Microsoft AI CEO Mustafa Suleyman questioned why people call AI “underwhelming” after Windows boss Pavan Davuluri’s “agentic OS” tweet triggered backlash. Critics cited reliability, performance, and ease-of-use concerns, with one programmer stating users “don’t care about any of this shit”. Davuluri later dropped AI mentions, emphasising commitment to improving Windows experience. The exchange highlights disconnect between corporate AI enthusiasm and user priorities.

Corporate Vision Meets User Scepticism

Mustafa Suleyman, CEO of Microsoft’s AI group, expressed frustration at AI criticism following negative reaction to the company’s Windows evolution announcement. “Jeez there so many cynics! It cracks me up when I hear people call AI underwhelming,” he tweeted, contrasting current AI capabilities with growing up playing Snake on Nokia phones.

Last week, Windows boss Pavan Davuluri tweeted that “Windows is evolving into an agentic OS, connecting devices, cloud, and AI to unlock intelligent productivity and secure work anywhere.” Rather than generating interest, the announcement triggered harsh feedback. “Stop this non-sense. No one wants this,” wrote one programmer. “You live in a Twitter bubble where AI will create tons of wealth and you will perish unless you adopt it now. But your users are not in this bubble.”

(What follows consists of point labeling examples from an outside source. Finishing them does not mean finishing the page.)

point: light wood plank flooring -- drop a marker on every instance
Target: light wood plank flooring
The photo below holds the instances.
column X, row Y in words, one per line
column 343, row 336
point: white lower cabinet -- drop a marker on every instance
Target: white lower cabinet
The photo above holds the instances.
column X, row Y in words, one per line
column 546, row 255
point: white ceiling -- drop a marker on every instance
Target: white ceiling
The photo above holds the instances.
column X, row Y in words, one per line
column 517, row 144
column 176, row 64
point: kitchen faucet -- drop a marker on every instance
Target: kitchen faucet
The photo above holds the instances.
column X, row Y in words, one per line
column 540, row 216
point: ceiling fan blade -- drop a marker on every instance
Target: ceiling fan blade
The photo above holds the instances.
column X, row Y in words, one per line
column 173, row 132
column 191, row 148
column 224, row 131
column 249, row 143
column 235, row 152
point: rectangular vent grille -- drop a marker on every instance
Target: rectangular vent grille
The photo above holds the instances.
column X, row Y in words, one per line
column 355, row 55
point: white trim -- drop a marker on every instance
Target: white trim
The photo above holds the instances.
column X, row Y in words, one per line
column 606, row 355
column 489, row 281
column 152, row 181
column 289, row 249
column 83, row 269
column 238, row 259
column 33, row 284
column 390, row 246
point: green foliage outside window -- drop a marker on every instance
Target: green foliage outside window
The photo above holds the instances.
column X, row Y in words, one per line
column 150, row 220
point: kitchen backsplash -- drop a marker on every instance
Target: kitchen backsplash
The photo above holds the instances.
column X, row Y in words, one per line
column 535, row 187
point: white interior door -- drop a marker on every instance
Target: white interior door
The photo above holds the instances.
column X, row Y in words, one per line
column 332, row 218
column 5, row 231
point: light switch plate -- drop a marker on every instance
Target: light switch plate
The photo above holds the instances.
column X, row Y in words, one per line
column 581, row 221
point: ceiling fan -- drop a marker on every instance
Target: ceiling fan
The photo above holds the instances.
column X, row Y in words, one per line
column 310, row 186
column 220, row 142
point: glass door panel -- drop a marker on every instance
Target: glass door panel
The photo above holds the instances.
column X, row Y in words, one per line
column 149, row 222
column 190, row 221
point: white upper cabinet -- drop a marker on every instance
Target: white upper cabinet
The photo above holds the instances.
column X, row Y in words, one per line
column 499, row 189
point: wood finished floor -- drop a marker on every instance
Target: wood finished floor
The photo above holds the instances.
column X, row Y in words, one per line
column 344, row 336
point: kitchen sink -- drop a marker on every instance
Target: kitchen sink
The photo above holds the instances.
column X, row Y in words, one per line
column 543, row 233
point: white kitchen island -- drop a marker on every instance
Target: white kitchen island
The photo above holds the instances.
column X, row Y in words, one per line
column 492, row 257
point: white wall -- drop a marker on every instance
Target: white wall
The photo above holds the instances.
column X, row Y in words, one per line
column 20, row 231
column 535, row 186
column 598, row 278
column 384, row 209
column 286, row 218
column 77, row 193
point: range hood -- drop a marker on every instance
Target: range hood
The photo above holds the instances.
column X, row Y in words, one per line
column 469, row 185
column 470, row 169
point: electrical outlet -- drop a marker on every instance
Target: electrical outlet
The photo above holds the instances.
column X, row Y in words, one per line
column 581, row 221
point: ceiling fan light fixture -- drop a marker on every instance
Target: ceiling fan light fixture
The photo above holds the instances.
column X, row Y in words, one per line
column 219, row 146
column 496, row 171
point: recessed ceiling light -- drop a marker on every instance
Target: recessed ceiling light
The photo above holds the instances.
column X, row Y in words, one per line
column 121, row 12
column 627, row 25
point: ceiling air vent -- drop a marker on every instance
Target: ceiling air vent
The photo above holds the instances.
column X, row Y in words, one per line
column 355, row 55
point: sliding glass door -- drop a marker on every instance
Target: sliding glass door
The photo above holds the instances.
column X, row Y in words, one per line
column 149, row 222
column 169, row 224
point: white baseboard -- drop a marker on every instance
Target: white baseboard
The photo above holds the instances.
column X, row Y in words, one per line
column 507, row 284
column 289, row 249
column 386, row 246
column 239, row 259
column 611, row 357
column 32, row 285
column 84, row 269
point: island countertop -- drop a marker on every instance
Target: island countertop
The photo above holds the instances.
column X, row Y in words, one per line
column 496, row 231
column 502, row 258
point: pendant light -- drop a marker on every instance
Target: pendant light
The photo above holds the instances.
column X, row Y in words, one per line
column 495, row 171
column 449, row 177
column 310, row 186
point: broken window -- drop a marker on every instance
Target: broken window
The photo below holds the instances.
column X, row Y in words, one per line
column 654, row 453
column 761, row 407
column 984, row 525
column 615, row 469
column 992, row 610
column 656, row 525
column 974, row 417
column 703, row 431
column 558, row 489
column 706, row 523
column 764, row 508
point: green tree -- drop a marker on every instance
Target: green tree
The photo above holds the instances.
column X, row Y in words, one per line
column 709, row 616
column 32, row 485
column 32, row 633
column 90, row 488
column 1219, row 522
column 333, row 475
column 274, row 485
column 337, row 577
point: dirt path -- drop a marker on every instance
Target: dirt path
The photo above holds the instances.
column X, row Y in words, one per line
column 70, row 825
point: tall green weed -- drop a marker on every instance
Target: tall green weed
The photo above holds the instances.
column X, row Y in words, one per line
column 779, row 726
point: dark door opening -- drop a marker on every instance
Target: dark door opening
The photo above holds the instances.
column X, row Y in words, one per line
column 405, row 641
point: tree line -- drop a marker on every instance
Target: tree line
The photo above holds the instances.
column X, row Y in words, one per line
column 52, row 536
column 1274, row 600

Response and Reality Check

After disabling public replies to his original tweet, Davuluri acknowledged criticism: “I’ve read through the comments and see focus on things like reliability, performance, ease of use and more.” His follow-up dropped AI mentions entirely, instead emphasising Microsoft’s commitment to improving Windows experience and addressing pain points.

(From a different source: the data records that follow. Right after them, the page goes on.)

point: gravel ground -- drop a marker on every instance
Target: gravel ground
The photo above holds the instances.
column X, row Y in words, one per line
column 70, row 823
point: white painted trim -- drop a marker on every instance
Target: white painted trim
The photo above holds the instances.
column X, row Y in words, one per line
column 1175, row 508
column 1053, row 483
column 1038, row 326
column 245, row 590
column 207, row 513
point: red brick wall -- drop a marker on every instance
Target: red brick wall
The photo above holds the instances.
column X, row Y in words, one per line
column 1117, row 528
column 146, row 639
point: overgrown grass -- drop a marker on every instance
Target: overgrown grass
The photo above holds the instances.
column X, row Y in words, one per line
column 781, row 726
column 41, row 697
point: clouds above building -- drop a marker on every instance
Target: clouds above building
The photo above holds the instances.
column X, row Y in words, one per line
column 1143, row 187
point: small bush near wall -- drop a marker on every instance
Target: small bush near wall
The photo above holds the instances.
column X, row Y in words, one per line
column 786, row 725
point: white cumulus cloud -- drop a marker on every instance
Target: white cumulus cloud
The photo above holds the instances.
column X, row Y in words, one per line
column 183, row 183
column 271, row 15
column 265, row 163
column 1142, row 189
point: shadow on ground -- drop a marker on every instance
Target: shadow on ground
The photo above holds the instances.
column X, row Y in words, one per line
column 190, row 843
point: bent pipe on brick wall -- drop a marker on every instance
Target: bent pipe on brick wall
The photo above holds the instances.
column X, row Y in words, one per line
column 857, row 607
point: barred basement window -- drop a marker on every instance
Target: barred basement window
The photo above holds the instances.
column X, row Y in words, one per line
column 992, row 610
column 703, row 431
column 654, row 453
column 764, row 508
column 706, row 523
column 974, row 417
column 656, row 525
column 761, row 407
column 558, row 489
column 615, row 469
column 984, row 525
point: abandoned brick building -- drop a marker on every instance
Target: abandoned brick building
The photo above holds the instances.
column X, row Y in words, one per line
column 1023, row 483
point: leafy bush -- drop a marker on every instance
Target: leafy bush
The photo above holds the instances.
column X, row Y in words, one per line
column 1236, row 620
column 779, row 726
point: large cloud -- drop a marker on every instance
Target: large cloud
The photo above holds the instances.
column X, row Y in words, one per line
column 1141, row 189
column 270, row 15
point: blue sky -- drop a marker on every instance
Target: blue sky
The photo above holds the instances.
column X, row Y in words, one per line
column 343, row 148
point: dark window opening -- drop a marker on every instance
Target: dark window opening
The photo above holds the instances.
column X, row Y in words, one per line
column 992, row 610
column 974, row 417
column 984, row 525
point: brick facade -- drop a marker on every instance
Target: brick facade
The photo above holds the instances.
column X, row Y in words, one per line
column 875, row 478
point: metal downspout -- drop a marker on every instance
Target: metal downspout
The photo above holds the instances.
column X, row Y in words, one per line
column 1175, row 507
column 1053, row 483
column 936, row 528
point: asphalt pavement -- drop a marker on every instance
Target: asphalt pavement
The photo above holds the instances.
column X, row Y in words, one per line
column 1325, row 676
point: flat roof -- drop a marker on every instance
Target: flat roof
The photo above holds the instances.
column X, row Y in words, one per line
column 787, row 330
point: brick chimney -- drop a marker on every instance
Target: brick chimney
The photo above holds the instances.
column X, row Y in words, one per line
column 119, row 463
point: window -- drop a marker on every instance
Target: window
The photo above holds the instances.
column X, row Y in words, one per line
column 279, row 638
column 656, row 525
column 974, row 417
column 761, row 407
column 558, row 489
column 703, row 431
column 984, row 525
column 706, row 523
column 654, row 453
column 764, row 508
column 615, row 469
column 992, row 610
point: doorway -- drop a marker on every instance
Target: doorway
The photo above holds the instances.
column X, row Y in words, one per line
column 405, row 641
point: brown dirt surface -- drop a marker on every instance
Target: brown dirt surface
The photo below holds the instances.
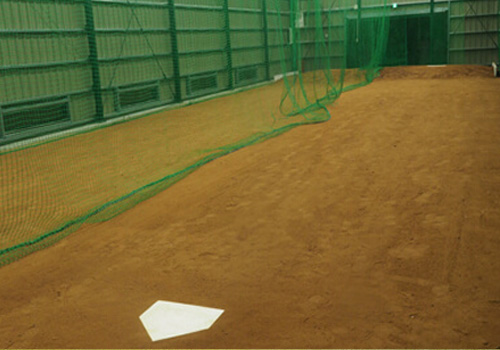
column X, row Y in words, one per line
column 378, row 229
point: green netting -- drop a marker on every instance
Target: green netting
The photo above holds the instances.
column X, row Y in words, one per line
column 74, row 73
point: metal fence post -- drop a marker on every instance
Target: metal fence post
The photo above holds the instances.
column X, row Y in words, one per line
column 433, row 39
column 227, row 29
column 175, row 50
column 266, row 39
column 293, row 39
column 96, row 77
column 2, row 126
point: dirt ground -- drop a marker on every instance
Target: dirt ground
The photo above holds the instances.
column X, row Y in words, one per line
column 378, row 229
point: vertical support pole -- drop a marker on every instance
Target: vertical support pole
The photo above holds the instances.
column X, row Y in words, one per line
column 227, row 30
column 2, row 127
column 433, row 40
column 358, row 28
column 449, row 32
column 96, row 77
column 293, row 34
column 175, row 51
column 498, row 25
column 266, row 39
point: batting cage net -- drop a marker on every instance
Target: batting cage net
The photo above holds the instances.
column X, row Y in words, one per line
column 105, row 103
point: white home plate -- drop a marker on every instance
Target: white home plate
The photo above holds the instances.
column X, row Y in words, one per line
column 165, row 320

Suleyman’s defence has received its own backlash, with critics noting generative AI faces significant problems including hallucinating incorrect information, sparking copyright infringement legal battles, and potentially displacing human workers. Tesla CEO Elon Musk endorsed Suleyman’s perspective, though Musk leads xAI, competing against both OpenAI and Microsoft.

Looking Forward

The exchange reveals fundamental tension between corporate AI strategy and user priorities. Microsoft has made AI central to its software approach, with Suleyman claiming AI is “the smartest, most capable technology ever invented” that “keeps improving even faster than we thought possible”. However, user feedback suggests concerns about reliability, practical utility, and implementation quality outweigh enthusiasm for technological capabilities—highlighting the challenge of translating impressive AI demonstrations into solutions addressing actual user needs rather than perceived strategic imperatives.